Lambda Legal, along with the ACLU and Equality North Carolina, is considering legal action following passage of the bill.
“This law is in direct conflict with protections provided to students under Title IX and could cause the state to lose billions in federal funds. Instead of solving any real problems, the law would create new ones and could lead to intolerable and unfair conditions for transgender students who are entitled, by federal law, to a safe and equitable education,” Tara Borelli, a senior attorney with Lambda Legal said in a statement.
Shannon Minter, Legal Director for the San Francisco-based National Center for Lesbian Rights issued this statement: “The most important thing right now is to get the national and North Carolina community on message that this cannot stand and that we have to rally every voice and body to that end — IMMEDIATELY. Less important than specific actions is getting people to engage and see this as a crisis (which it is) — but it is also really critical that there be a local link, and of course Equality NC is going to urge people to go to rallies, send messages to governor, legislature, allies, businesses, etc. They have some good action items on their site. We are on several calls today to plan more specific actions, but right out of the hatch, we need to let everyone know that this is not business as usual and that the goal must be to get rid of this law NOW. This is about framing out of the gate — as you noted, the business-as-usual messages are not helpful. Neither is any message about how the courts will take care of this — they should, and I am sure there will be challenges, and the courts should rule our way, but that is not enough. There needs to be massive sustained outrage.”

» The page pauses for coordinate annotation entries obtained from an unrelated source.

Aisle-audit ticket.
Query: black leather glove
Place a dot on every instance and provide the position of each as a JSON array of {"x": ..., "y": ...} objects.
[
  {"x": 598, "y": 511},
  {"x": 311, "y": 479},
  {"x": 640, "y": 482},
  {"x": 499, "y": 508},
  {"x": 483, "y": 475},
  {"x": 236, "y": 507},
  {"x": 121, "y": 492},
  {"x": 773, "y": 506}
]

Equality California Executive Director Rick Zbur said: “This is among the worst of the bad anti-LGBT bills that are being considered in states across the country. HB 2 enshrines discrimination in North Carolina’s laws. The state effectively prohibits cities and towns from passing non-discrimination laws that protect LGBT people in their communities. Everyone should be treated fairly by our laws, and no one should be discriminated against simply because of who they are. North Carolina also is wrong to ban transgender people from the bathrooms or other facilities that match their gender identity, especially in schools. Every person has the right to feel and be safe and secure. Ultimately, this is about treating all people – including our transgender friends and neighbors — with respect. Unfortunately, fear and a lack understanding guided this bill, which is a significant step backwards in ensuring that all LGBT people are treated with dignity, fairness and compassion.”
On the same day North Carolina passed its discriminatory bill, a bill in the Tennessee Legislature seeking to underscore the right of clergy in that state to refuse to perform marriages based on religious convictions failed.
State Rep. Andy Holt’s bill failed on a voice vote. The Dresden, Tennessee Republican has said he wanted to pass the legislation he called the “Religious Freedom Restoration Act” in light of the Supreme Court’s gay marriage ruling in June 2015.
Committee members said that pastors are already allowed under state law to refuse to perform marriages for anyone they want.
Gay rights advocates had raised concerns that Holt’s bill would have extended beyond clergy to allow businesses to deny services based on their religious beliefs.
Similar legislation elsewhere has drawn a wave of opposition from big-name corporations and sports organizations, as in North Carolina.